It might be a note on the refrigerator, or a phone call from Mom or Dad. “We’re going to be late tonight. Can you start fixing dinner?” Or maybe it’s just your regular night to cook. Or maybe you’ve just come home from school and you have to have something to eat.
These days, when everyone in the family’s busy, a lot of teenagers share the shopping and cooking with the grownups. And for adults and teens alike, the microwave has become their fast friend in the kitchen for snacks and meals. It’s quick defroster, it reheats leftovers without giving them that warmed-over taste, it makes cooking quick and easy, and it eliminates a lot of dish washing.
Ready When You Are
The food industry knows a good thing when they see one, and they’re turning out a lengthening list of ingenious products designed for the microwave. Technology has raised microwave popcorn to the top of the home snack popularity list, and brought microwave individual pizzas close behind. And that’s just the beginning. Supermarket freezers and shelves are filled now with breakfast items, baked goods, entrees, soups, side dishes, vegetables, desserts, and more, all microwaveable.
Before you buy or use them, though it’s a good idea to read the ingredient list on the package. Some products are more nutritionally sound than others. Microwave pastries, for instance, can have just as much high-calorie fat and sugar as any other kind. The vegetable oil on the butter-flavored popcorn may be palm or coconut oil, both more saturated than butter. (Those “sat-fats” can clog your arteries, you recall.) Even some diet entrees may have more fat and calories than you might expect.
You don’t have to eat just what the manufacturers give you, you know. You can make your own snacks and specialties, to suit your own taste. With a microwave, it’s quick and easy.
What a Friend Can Do
The microwave has a lot of special virtues. If you eat different food from the rest of the family–vegetarian meals, for example, or a weight-control diet–it’s easy to make a separate meal that’s meatless or low in fat and calories.
Microwave cooking’s good for nutrition because it uses less liquid and less fat. This is especially true with vegetables. Cooked in a minimum of liquid, they don’t lose water-soluble vitamins, and they have better flavor. The microwave has made baked potatoes easy, because it cooks them in minutes. (A standard oven takes almost an hour.) You can even cook fresh corn on the cob right in its husk, instead of shucking the corn and boiling up a big pot of water. And the husk and corn silk are easier to peel off after cooking.

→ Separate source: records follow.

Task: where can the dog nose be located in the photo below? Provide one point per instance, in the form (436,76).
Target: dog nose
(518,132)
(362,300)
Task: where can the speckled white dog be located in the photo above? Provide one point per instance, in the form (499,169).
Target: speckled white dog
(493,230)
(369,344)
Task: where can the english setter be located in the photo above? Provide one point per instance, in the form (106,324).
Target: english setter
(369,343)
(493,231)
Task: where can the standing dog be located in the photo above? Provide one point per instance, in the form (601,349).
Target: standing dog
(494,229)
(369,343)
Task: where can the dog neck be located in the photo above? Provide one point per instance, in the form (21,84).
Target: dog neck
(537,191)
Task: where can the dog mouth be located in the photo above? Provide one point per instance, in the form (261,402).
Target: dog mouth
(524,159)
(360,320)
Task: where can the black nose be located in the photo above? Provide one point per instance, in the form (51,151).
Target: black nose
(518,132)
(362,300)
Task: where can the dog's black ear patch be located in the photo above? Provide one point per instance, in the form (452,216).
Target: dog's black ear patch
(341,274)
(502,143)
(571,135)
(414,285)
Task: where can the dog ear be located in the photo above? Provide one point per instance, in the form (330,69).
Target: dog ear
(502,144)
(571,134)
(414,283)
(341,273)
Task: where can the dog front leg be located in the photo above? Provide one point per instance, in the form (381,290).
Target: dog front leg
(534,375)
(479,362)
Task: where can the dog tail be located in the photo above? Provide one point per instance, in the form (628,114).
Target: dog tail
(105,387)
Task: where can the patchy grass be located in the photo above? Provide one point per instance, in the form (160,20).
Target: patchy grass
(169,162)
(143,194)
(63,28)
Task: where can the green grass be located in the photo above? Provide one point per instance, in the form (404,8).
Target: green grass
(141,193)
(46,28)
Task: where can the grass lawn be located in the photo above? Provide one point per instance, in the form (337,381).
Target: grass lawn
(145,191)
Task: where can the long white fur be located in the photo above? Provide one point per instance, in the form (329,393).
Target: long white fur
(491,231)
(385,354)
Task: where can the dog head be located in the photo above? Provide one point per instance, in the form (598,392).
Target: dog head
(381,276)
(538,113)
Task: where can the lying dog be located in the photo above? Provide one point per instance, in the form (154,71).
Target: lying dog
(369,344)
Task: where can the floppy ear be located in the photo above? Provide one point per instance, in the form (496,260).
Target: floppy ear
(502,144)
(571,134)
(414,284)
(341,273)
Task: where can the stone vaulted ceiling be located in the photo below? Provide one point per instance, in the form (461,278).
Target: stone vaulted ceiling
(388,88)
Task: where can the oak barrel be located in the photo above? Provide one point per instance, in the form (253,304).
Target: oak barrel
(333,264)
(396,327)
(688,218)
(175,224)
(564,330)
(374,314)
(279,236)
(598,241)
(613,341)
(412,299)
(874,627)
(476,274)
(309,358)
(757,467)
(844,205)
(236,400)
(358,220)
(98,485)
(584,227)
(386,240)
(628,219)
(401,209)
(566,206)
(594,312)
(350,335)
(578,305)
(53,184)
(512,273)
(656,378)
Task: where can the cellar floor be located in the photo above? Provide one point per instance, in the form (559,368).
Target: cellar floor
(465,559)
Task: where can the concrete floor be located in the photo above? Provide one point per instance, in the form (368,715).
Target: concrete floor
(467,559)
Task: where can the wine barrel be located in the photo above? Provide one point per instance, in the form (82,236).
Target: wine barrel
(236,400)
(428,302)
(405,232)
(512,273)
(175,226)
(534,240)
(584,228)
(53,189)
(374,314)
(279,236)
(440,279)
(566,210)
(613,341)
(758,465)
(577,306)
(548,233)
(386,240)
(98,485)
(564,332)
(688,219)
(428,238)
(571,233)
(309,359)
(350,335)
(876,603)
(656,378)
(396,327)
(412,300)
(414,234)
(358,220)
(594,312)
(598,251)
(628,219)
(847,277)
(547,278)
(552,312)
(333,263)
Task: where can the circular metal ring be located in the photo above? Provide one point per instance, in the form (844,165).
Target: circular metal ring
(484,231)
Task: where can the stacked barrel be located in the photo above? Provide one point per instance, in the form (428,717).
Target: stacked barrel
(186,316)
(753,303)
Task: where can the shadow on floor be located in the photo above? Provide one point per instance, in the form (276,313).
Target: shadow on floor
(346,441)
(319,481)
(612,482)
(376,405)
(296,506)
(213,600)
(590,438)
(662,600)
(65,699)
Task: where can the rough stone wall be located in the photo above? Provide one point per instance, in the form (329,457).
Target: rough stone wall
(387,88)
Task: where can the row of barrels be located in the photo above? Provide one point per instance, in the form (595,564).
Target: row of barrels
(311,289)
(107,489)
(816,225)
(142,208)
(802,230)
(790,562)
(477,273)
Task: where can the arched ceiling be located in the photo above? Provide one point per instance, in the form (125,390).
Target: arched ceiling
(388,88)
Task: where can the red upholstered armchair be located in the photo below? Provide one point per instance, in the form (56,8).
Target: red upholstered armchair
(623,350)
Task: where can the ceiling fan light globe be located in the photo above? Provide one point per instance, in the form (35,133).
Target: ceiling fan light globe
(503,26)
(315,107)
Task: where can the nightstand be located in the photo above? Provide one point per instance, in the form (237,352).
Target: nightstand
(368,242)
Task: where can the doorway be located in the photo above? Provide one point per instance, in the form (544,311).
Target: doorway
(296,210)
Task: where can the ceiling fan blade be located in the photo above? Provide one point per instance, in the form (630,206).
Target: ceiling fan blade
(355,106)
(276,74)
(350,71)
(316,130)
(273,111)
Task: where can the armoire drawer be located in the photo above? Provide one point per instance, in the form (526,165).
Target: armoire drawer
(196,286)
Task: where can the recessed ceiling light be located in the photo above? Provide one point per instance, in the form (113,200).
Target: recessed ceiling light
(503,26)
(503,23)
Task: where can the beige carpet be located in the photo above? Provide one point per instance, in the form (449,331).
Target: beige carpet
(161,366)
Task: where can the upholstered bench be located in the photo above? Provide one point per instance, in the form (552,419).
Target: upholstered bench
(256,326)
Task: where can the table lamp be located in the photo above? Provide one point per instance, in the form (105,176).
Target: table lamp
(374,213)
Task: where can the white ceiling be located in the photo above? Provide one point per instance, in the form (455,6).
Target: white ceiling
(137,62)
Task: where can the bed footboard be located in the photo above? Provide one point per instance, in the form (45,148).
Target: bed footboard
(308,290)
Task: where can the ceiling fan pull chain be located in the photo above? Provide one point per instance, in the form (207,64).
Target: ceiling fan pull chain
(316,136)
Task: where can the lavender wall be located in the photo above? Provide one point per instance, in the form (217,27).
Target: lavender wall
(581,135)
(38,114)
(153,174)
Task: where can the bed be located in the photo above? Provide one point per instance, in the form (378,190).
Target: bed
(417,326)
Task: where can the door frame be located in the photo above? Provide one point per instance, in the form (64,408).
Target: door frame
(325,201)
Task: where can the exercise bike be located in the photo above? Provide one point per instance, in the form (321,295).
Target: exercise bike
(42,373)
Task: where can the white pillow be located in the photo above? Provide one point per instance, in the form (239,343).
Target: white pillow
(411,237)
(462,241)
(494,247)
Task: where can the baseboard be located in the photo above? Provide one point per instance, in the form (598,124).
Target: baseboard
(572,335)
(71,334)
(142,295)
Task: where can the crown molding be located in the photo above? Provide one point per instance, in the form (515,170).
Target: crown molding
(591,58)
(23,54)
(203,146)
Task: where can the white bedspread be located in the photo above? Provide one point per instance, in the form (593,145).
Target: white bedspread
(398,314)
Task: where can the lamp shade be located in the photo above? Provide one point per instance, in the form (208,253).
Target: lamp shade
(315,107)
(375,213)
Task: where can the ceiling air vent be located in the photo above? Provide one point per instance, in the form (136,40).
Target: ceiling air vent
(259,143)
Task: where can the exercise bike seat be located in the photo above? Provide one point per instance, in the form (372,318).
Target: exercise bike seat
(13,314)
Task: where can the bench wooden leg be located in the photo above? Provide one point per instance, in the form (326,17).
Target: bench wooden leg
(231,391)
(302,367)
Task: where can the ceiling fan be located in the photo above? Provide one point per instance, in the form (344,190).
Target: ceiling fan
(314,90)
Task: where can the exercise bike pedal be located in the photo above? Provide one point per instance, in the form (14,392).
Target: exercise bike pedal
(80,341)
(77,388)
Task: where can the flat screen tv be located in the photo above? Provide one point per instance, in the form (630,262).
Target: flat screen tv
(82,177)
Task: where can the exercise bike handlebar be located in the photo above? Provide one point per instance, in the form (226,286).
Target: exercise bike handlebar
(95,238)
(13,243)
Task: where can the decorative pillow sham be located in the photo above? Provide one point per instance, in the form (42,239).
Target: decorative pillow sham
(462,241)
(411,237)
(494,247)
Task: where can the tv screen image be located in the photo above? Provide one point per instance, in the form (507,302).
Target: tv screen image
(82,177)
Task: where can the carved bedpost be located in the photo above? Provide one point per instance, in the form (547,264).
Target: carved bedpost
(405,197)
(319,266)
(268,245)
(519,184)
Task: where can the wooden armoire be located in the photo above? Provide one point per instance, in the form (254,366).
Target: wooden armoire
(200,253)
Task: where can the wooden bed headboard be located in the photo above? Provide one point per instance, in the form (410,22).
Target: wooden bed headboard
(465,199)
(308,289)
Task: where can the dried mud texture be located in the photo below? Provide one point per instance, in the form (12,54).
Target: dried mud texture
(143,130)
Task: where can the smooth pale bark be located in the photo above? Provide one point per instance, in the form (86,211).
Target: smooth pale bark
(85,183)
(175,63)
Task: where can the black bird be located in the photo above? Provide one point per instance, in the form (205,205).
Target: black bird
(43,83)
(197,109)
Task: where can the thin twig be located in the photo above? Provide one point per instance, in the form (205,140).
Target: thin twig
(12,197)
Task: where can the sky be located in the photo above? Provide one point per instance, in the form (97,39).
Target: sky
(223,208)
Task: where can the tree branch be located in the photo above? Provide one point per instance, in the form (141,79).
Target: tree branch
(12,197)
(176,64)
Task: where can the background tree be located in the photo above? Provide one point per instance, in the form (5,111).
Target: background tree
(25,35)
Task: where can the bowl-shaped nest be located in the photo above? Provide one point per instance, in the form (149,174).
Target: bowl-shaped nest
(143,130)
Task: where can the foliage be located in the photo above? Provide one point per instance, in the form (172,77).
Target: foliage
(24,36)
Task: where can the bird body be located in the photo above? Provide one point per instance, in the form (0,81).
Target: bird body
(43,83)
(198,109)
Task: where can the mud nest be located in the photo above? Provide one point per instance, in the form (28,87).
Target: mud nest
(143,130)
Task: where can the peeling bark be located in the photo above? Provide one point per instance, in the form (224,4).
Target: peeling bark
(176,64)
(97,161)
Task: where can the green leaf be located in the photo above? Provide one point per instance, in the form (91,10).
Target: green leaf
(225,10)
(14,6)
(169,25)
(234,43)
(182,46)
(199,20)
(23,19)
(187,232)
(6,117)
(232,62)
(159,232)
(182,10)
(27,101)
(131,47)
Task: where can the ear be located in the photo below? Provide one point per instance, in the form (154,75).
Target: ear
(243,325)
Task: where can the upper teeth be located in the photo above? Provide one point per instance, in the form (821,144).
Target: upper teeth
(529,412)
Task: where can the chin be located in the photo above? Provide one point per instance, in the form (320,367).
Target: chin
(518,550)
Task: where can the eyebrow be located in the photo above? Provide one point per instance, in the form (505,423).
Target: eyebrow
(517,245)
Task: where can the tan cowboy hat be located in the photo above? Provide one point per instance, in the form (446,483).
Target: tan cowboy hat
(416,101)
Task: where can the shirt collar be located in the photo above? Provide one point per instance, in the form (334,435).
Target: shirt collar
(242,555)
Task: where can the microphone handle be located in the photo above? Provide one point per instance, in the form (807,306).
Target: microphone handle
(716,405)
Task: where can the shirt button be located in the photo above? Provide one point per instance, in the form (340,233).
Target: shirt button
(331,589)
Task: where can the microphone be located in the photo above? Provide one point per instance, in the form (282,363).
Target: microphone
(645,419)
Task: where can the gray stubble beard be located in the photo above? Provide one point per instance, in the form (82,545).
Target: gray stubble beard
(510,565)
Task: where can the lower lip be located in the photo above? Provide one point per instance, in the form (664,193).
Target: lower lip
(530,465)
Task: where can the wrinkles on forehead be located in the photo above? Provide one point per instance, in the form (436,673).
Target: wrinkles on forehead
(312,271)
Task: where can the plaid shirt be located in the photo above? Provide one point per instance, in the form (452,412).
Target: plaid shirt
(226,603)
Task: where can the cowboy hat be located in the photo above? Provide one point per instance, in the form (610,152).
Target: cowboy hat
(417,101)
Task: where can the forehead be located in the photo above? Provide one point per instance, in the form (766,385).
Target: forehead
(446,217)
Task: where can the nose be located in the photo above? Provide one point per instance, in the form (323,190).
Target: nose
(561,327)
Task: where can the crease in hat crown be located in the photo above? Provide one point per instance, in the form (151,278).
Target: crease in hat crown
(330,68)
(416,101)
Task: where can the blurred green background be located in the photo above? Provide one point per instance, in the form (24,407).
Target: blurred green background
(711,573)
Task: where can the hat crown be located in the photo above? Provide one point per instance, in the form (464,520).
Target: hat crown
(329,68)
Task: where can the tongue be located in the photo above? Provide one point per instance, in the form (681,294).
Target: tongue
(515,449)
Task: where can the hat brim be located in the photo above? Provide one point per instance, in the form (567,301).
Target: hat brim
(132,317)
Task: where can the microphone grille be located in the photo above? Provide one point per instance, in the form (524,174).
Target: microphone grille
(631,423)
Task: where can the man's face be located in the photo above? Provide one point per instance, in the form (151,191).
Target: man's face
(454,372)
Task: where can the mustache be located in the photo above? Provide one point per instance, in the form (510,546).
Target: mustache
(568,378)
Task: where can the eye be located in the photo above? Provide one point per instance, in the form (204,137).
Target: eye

Cooked fruit for breakfast or dessert–a baked apple, for example, or a poached pear–is easy, quick, delicious, and low in calories.
Chicken and fish can be cooked fast and with fine flavor. And crusty oven-baked fish or chicken in the microwave is quick and tasty, without the excess calories that come with frying in deep fat.
A microwave isn’t practical for quantity cooking, though. The more food you put in, the longer it takes. For a big turkey or a dozen baked potatoes, the regular oven is best, and boiling pasta in a big pot of water is better on top of the stove.
But what the microwave does for small amounts of food is wonderful.
Three Squares a Day
Take a look at breakfast, for instance. Think about old-fashioned oatmeal on a chilly morning, hearty and warming, topped with a bit of brown sugar and milk. In the microwave, it’s ready in just minutes.
Or bacon, for a special weekend breakfast, with cold fruit juice and hot muffins. Bacon’s much better in a microwave. Put the strips of bacon on a plate lined with white paper towers, covered with another towel, and they come out crisp, flat, and grease free. And no frying pan to clean, either.
How about a pita bread sandwich for lunch? Cut a pita pocket in two, and line each half with a slice of low-fat cheese. Add two or three cherry tomatoes, cut in half, a few strips of green pepper and avocado. Set on a plate and cook at full power for one minute, or until the cheese melts.